El gobierno y los grupos empresariales más importantes del sector pugnan por relaciones de fuerza distintas a las que expresó el campo mediático desde fines de la década de 1980. Vender licencias que expiran dentro de tres o cuatro años en un marco político de sucesión presidencial y de fuerte controversia judicial puede orientar las transferencias hacia un escenario de testaferros y de absorciones formales que tengan escaso impacto en la lógica mercantil que prima en el sistema de medios. Las barajas se reparten dentro de un club selecto.

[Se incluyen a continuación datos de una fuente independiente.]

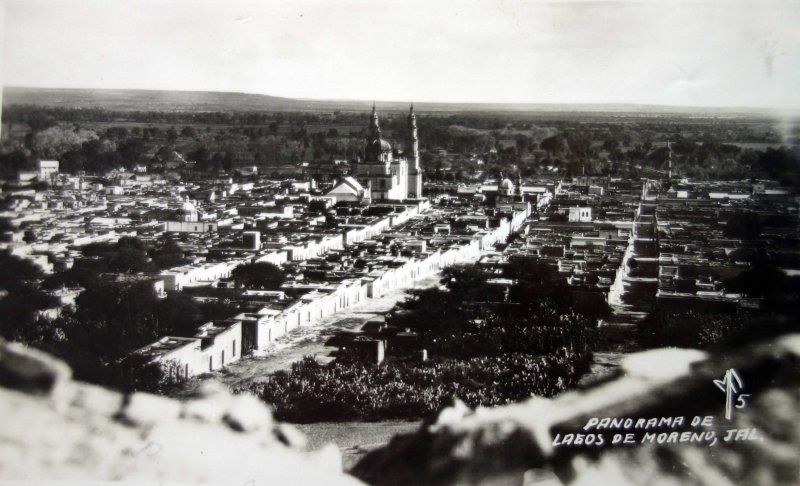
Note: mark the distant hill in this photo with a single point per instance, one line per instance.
(203, 101)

En este contexto, sobresale el anuncio del gobierno de que aplicará el mecanismo de “adecuación de oficio” al grupo Clarín, que había presentado un plan admitido hace casi un año por la autoridad de aplicación audiovisual y que consistía en la separación en seis unidades empresariales del grupo. Sin embargo, esta adecuación fue cuestionada por el gobierno que, tras casi un año, descubrió súbitamente que el plan del conglomerado burlaría parte de la ley. En un trámite “sobre tablas” y sin dar curso del expediente a áreas del Estado que son competentes para analizar la acusación contra el grupo Clarín, el gobierno eligió así multiplicar la escalada de un conflicto que es constitutivo de su narrativa sobre la “batalla cultural”. Al hacerlo, en la práctica renuncia a que el grupo Clarín se adecue a la ley antes de diciembre de 2015, toda vez que el tema volverá a judicializarse y tendrá demoras también de carácter administrativo. Cabe interrogarse sobre esta jugada audaz del gobierno de renunciar a exhibir la desconcentración del grupo Clarín como trofeo final del mandato de Cristina Fernández de Kirchner y, en cambio, elegir la vía de la capitalización política de la recreación de la guerra política, judicial y mediática.

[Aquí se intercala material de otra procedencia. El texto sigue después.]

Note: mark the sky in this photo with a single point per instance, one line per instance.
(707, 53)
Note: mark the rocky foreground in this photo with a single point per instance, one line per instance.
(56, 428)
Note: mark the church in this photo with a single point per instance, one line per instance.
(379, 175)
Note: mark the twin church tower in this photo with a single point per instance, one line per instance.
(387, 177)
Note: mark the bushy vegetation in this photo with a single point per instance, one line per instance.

Este movimiento se enmarca en la citada reorganización de fuerzas empresariales que dominan el sistema de medios de comunicación y que por ahora conviven (en algunos casos a partir del conflicto constante y en otros, del alineamiento incondicional) con los medios operados por el Estado con lógica gubernamental y línea editorial intemperante hacia otras perspectivas. La promesa de un acceso generoso para organizaciones de la sociedad civil no se ha cumplido. El tiempo político que marca las elecciones nacionales de 2015 como final de mandato de la presidenta Cristina Fernández de Kirchner es asumido como un punto de inflexión por todos los actores, los consolidados, los amenazados, los emergentes y los que, históricamente proscriptos, pujan por ser considerados como licenciatarios. Muchos comparten la narrativa de la “batalla cultural”. Ninguno sabe qué narrativa le sucederá. Y esa es, por ahora, la certeza que los unifica.

* Profesor Titular en Unviersidad Nacional de Quilmes y UBA; Investigador Independiente en Conicet.